Cemal holt tief Luft und beginnt sich zu verteidigen. «Eure Qualität wird…»
«Tschschsch…», zischt der Jüngere wieder dazwischen. «Wenn wir A-Ware liefern, dann ist es A-Ware. Du hast einen guten Preis bekommen und eine weitere Woche Zeit. Mein Lieber, hast du nicht gesagt, du schaffst es? Jetzt wollen wir unser Geld haben.»
«Eine erste Zahlung ist auf dem Weg nach Spanien. Ich habe den Geldkurier gestellt, den ihr dringend gebraucht habt. Der fehlt mir aktuell hier vor Ort zum Abverkauf. Ich brauche noch ein wenig Zeit. Ich erreiche meinen Jungen derzeit nicht. Das Meiste ist verkauft. Wir warten nur noch auf die Gelder», erwidert Cemal mit einer Mischung aus Wagemut und Skepsis in der Stimme.
«50 Kilogramm wolltest du pro Woche umsetzen. Ohne Probleme hast du mir versprochen. In ein, zwei Tagen kommt die nächste Lieferung. Dann erwarten wir den Rest von dir oder du wirst lernen, dass bei Geld die Freundschaft aufhört», sagt der Jüngere trotz der Drohung mit aufgesetzt freundlichem Tonfall.

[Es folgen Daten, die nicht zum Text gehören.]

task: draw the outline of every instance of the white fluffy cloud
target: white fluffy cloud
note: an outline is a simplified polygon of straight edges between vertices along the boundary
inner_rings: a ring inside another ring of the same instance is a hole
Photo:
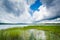
[[[14,6],[11,6],[10,3],[6,4],[6,6],[10,8],[10,10],[8,10],[5,4],[3,4],[4,0],[0,0],[0,22],[3,23],[33,23],[34,21],[42,22],[41,20],[43,20],[43,22],[45,20],[48,20],[47,22],[57,22],[58,20],[51,20],[60,17],[60,0],[41,0],[42,6],[39,7],[40,11],[35,11],[32,17],[28,12],[29,6],[36,0],[28,0],[29,5],[24,0],[5,1],[12,2]]]

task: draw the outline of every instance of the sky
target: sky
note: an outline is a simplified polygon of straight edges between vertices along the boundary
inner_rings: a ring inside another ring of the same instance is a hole
[[[60,0],[0,0],[0,23],[60,23]]]

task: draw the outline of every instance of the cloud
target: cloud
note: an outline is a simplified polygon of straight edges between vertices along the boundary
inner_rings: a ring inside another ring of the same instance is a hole
[[[30,23],[32,21],[25,1],[1,0],[0,9],[0,21],[2,23]]]
[[[40,1],[42,5],[31,16],[29,11],[32,10],[29,7],[36,0],[0,0],[0,23],[33,23],[45,20],[50,22],[60,17],[60,0]]]
[[[35,16],[37,15],[37,17],[34,16],[37,20],[36,22],[44,20],[48,20],[49,22],[50,20],[60,18],[60,0],[41,0],[41,2],[42,6],[39,8],[40,11],[35,12]]]

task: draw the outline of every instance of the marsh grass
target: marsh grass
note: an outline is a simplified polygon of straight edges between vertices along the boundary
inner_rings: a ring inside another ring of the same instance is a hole
[[[35,33],[29,33],[28,30],[36,29],[45,31],[46,39],[37,39]],[[27,26],[15,27],[0,30],[0,40],[60,40],[60,27],[59,26]]]

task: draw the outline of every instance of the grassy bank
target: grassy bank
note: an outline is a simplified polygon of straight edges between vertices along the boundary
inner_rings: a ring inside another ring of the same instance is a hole
[[[34,29],[34,31],[30,33],[30,29]],[[45,32],[46,39],[44,40],[60,40],[60,26],[25,26],[3,29],[0,30],[0,40],[38,40],[34,34],[39,30]],[[41,38],[39,40],[43,40]]]

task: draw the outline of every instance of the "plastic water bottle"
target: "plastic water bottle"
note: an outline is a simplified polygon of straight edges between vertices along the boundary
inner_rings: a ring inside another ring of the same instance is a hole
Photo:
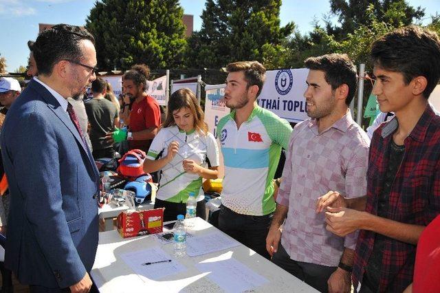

«Ich kann euch den Rest der letzten Lieferung auch zurückgeben, wenn ihr …», versucht Cemal anzubieten.
«Tschschsch…wir wollen unsere jung aufkeimende Partnerschaft doch nicht bereits in ihren Anfängen gefährden, mein Lieber. Oder? Spätestens morgen Abend zahlst du das Geld und kriegst dann neue Ware. Wir sind da sehr verlässlich.» Freundlich und bestimmt nickt der Jüngere Cemal noch einmal zu und verlässt im Anschluss den Raum. Der Ältere folgt ihm, nachdem er Cemal mit finsteren Augen betrachtet und schließt hinter sich die Tür.
«Fuck! Digger, fuck!», faucht Cemal und fegt mit dem Handrücken die vor ihm stehende Espressotasse gegen die Wand. Sie zersplittert an dem hellen Putz und hinterlässt mit ihrem restlichen Inhalt einen unansehnlichen Fleck.
Cemal holt das Smartphone aus der Schublade und steckt es in die Hosentasche. Er reißt die Tür auf und geht in den Gastraum vom Café. Dort nickt er einem auf dem Barhocker an der Theke sitzenden Südländer auffordernd zu und verlässt anschließend den Raum.
«Was die wollten?», fragt der noch, aber Cemal hat bereits den Laden verlassen und geht auf seine weiße Geländelimousine zu, vor der er auf den älteren Mann wartet.
«Beeil dich. Wir haben zu tun», fordert Cemal den älteren Südländer auf sich schneller zu bewegen. Dieser öffnet zwischenzeitlich per Fernbedienung die Türen und besteigt kurz darauf ebenfalls das Fahrzeug.
Der Motor wird unter lautem Aufbrummen angelassen und das Auto setzt sich kurz darauf mit hoher Beschleunigung in Bewegung.